A sub-system on the board will be a microcontroller (MCU). It will be connected to a PC by a UART and have an I2C EEPROM on it as well. The idea is that this MCU subsystem will be a bootloader of sorts. From the PC you can upload code and also store it in NVM. The MCU would be connected up to all of the bus signals, but only as inputs while in a passive state to let the Z80 run.

According to the Z80 handbook, an MCU can gain control of the bus with the /BUSRQ signal. During that time, according to how I read the datasheets, the MCU can drive the address bus, data bus and bus control signals /MREQ, /IORQ, /RD and /WR.

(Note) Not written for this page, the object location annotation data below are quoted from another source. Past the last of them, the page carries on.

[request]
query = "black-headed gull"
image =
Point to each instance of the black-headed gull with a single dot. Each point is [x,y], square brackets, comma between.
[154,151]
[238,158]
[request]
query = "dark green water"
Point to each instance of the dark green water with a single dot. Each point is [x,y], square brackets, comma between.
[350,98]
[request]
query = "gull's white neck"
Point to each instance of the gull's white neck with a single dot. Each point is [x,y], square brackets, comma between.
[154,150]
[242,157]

So an MCU could pull an image out of the I2C EEPROM and load it into the SRAM. However, this might be awkward for the Z80 when the MCU releases /BUSRQ to let it have the bus: it will have to come out of a reset condition instead, to boot from the software image properly.

So Plan B would be to hold the Z80 in reset and do the software load. Is it known that all of the Z80 bus control pins are tri-stated during a reset condition?

Are there known issues with working the bus while a Z80 is held in reset, versus by /BUSRQ?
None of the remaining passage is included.